J Immunol 2003 Feb 15;170(4):1690-8
Jones RE, Bourdette D, Moes N, Vandenbark A, Zamora A, Offner H.
Veterans Affairs Medical Center, Department of Neurology, Oregon Health and Science University, and Oregon Cancer Institute, Portland, OR 97239.
The sequential emergence of specific T lymphocyte-mediated immune reactivity directed against multiple distinct myelin epitopes (epitope spreading) has been associated with clinical relapses in experimental autoimmune encephalomyelitis (EAE), an animal model of multiple sclerosis (MS).
Based on this association, an appealing and plausible model for immune-mediated progression of the advancing clinical course in MS and EAE has been proposed in which epitope spreading is the cause of clinical relapses in T cell-mediated CNS inflammatory diseases.

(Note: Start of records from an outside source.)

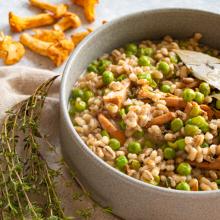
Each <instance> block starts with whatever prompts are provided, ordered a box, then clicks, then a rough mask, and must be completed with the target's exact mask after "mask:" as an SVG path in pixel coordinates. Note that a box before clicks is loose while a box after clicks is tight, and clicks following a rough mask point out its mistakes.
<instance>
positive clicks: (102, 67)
mask: <svg viewBox="0 0 220 220" xmlns="http://www.w3.org/2000/svg"><path fill="white" fill-rule="evenodd" d="M110 64H111V61H110V60H105V59H104V60H100V61H99V64H98V67H97V69H98V72H99V73H103V72H104V71H105V70H106V68H107V67H108V66H109V65H110Z"/></svg>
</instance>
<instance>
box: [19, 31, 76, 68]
mask: <svg viewBox="0 0 220 220" xmlns="http://www.w3.org/2000/svg"><path fill="white" fill-rule="evenodd" d="M20 41H21V43H22V44H24V45H25V46H26V47H28V48H29V49H31V50H32V51H34V52H36V53H38V54H40V55H42V56H47V57H49V58H50V59H51V60H52V61H53V62H54V64H55V65H56V66H59V65H61V64H62V63H63V61H65V60H66V58H67V57H68V55H69V54H70V52H71V51H72V50H73V48H74V44H73V42H72V41H71V40H67V39H63V40H60V41H57V42H45V41H42V40H39V39H37V38H35V37H33V36H31V35H29V34H26V33H24V34H22V35H21V36H20Z"/></svg>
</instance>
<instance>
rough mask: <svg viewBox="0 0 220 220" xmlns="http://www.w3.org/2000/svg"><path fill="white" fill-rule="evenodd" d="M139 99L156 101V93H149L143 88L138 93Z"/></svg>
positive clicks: (151, 92)
mask: <svg viewBox="0 0 220 220" xmlns="http://www.w3.org/2000/svg"><path fill="white" fill-rule="evenodd" d="M138 98H139V99H152V100H154V99H158V97H157V95H156V93H154V92H151V91H149V90H148V89H147V87H145V86H143V87H142V88H141V89H140V91H139V92H138Z"/></svg>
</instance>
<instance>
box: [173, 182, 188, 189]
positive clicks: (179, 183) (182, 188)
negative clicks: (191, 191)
mask: <svg viewBox="0 0 220 220" xmlns="http://www.w3.org/2000/svg"><path fill="white" fill-rule="evenodd" d="M176 189H177V190H184V191H190V186H189V184H188V183H186V182H180V183H178V184H177V186H176Z"/></svg>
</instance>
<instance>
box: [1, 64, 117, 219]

However, the observed association between epitope spreading and disease progression is not universal, and absolute requirements for epitope spreading in progressive EAE have not been tested in the absence of multiple T cell specificities, because most prior studies have been conducted in immunocompetent mouse strains that possessed broad TCR repertoires.
Consequently, the precise nature of a causal relationship between epitope spreading and disease progression remains uncertain.

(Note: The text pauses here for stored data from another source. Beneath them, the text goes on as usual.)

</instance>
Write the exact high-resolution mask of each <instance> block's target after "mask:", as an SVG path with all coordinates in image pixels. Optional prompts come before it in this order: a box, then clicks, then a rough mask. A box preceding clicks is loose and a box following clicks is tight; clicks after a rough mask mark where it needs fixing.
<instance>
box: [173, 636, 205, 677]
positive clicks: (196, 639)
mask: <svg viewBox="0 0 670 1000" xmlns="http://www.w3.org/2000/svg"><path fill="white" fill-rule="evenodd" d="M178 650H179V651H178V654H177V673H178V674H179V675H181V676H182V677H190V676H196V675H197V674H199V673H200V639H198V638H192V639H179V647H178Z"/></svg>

To determine whether relapsing or progressive EAE can occur in the absence of epitope spreading, we evaluated the course of disease in mice which possessed only a single myelin-specific TCR.
These mice (transgenic/SCID +/+) exhibited a progressive and sometimes remitting/relapsing disease course in the absence of immune reactivity to multiple, spreading myelin epitopes.
The results provide direct experimental evidence relevant to discussions on the mechanisms of disease progression in MS and EAE.